Purple dot close up cuff buttons

When I do cuffs on a silk blouse I most always sew a continuous lap which you can just see peeking out there. I think it looks more elegant on silk fabric.

I never use a cuff pattern, I just decide how wide I want it to be, and how long depending on the thickness of the fabric. Then I cut rectangles, interface, and add silk organza to make it a bit more structured.

Purple dot cuffs 1

Purple dot cuffs 2

The fusible keeps the seam allowances from showing through and the silk adds a bit of rigidity, you can see that cuff can stand up a bit on it's own there.

Lastly, how do I know they still have this fabric at Stone Mountain?

Purple dot sq with bow

Because when I went in to buy the buttons I succumbed to my urge to have a nice fat bow to wear with this blouse, so I bought another 1/4 yard which was used in it's entirety to make this fluffy bow.

Another silk blouse in my wardrobe - I think this will get worn a lot with all my purple and blue items.
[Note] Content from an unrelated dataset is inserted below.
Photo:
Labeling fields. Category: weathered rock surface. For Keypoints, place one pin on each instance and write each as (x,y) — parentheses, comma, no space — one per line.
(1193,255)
A little more costly than my usual sewing lately - not a remnant in sight. About $ 50 if you total fabric, buttons and interfacings. Considering I'm still wearing the first silk charmeuse shirt that I sewed from this pattern in 2011, I think it will get plenty of wear and use in my wardrobe.

So that's the latest - this weekend I've felt a lot better and started on a very cheery and suitably February red coat which I hope to complete to wear to Frocktails later this month. Plus I might start on some corduroy jeans as a warm up for my jeans class in a couple of weeks. And try to get outside to check what's survived the winter in the garden and even do a bit of prep for spring!

Happy Sewing

Today's garden photo is a pink camellia. These are so common around here in older houses, I think garden design has moved on to more interesting things but there are a few remaining at my place. This is pretty but it's so messy and I think this might be the year that it gets the chop to make space for something different.